[svn.haxx.se] · SVN Dev · SVN Users · SVN Org · TSVN Dev · TSVN Users · Subclipse Dev · Subclipse Users · this month's index

Re: Merge mode (Was Classifying files as binary or text)

From: Julian Foad <julianfoad_at_btopenworld.com>
Date: Wed, 18 Nov 2009 03:05:28 +0000

I need to spend some time replying, late at night though it is.

Let me try to explain why I think a "how to merge" property should not
be the primary indicator of how subversion should merge each file.

Principle
=========

I have read that, in the realm of data handling, there is a principle
that it is a bad idea to tag data with annotations that say what kind of
actions can or should be performed on it. That kind of coupling is
unscalable. Instead, it is better to tag data with an indication of what
meaning and/or what syntax the data has, and then let tools decide what
to do, based on that information.

We already have one data-type indicator: svn:mime-type. Now, MIME type
is far from a complete data type specifier. It is insufficient for our
needs, in theory. However, in practice, it is nearly sufficient. (See
Problem 2 below for an exception.)

We also have another data-type indicator: the file name. A file name is
also an incomplete source of metadata, and some file names ("README" or
"CHANGES") give no indication at all of the format, but it is useful in
many cases ("*.py", "*.c").

Problem 1 (limited recognition of MIME types)
=========

Subversion mis-categorizes a lot of MIME types as "binary" (and
therefore will not merge or diff or blame them) which really are
line-based text formats.

The list of such MIME types is continually evolving so it is not
possible for Subversion to have a built-in complete list. However, it is
easy for new releases of Subversion to have an updated list.

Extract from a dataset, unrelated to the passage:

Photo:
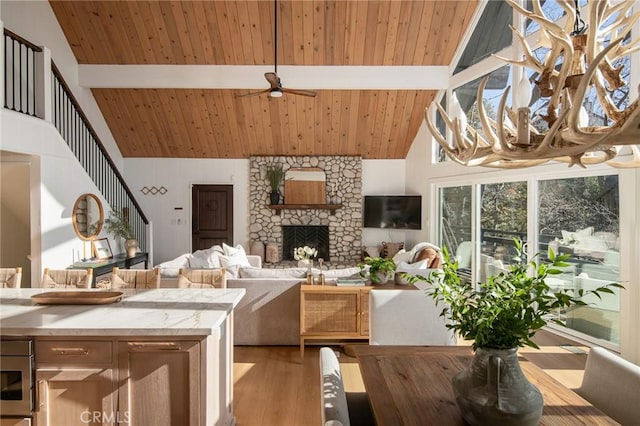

It is not much harder for Subversion to have a configuarable list of
which MIME types (or MIME type patterns) should be considered mergeable.
(The configuration could be extensible: it could say line-wise-mergeable
or not mergeable or XML-mergeable or ...)

Problem 2 (mergeable and non-mergeable XML files)
=========

A user has some XML files on which a line-based merge is useful, and
some XML files on which that is not useful, and wishes to label both
kinds with svn:mime-type=text/xml. Let us suppose one format has each
XML tag on a separate line, and the other has them all run together and
line breaks inserted at arbitrary places in the sequence. It may be
possible to find a different MIME type for one of the file types, but
that may well not be possible, e.g. if they are both proprietary or
arbitrary XML formats.

This problem is not limited to XML files. Consider two "plain text"
files, MIME type text/plain, with different kinds of text in them. One
has line-based content, such as a shopping list, and changes usually
leave many lines unchanged. The other contains the text of a newspaper
article with line breaks at roughly every 70 characters in a stream of
words, so two similar versions of it may have very few whole lines in
common.

I believe this is a real but relatively uncommon requirement. It is a
genuine example of the MIME being insufficient to determine (line-wise)
mergeability. There are many file formats that can be regarded as being
(line-wise) mergeable or non-mergeable depending on some aspect of their
content that cannot be reflected in the MIME type. It is uncommon in the
sense that most Subversion users' needs can be satisfied by
distinguishing mergeability based on the MIME type, or better the MIME
type and file name taken together, of their files.

To solve this problem when it exists, there does indeed need to be
further metadata about the content type of the file. (Alternatively it
could be metadata that says how to merge the file, but see "Principle"
above.)

Solution 0 (merge-mode)
==========

So we could add a property to each file which says whether the file is
to be considered line-wise mergeable by Subversion, and say that this
property will be the primary source of this information. What are the
pros and cons of this?

Pro: The user can force a line-wise merge on one file and no merge
attempt on another file even when MIME type and file name are
insufficient distinguishers.

Pro: The user can forget about providing MIME type at all, and just set
this property to one of the pre-defined two types of merging (line-based
or none), if that is all the user cares about.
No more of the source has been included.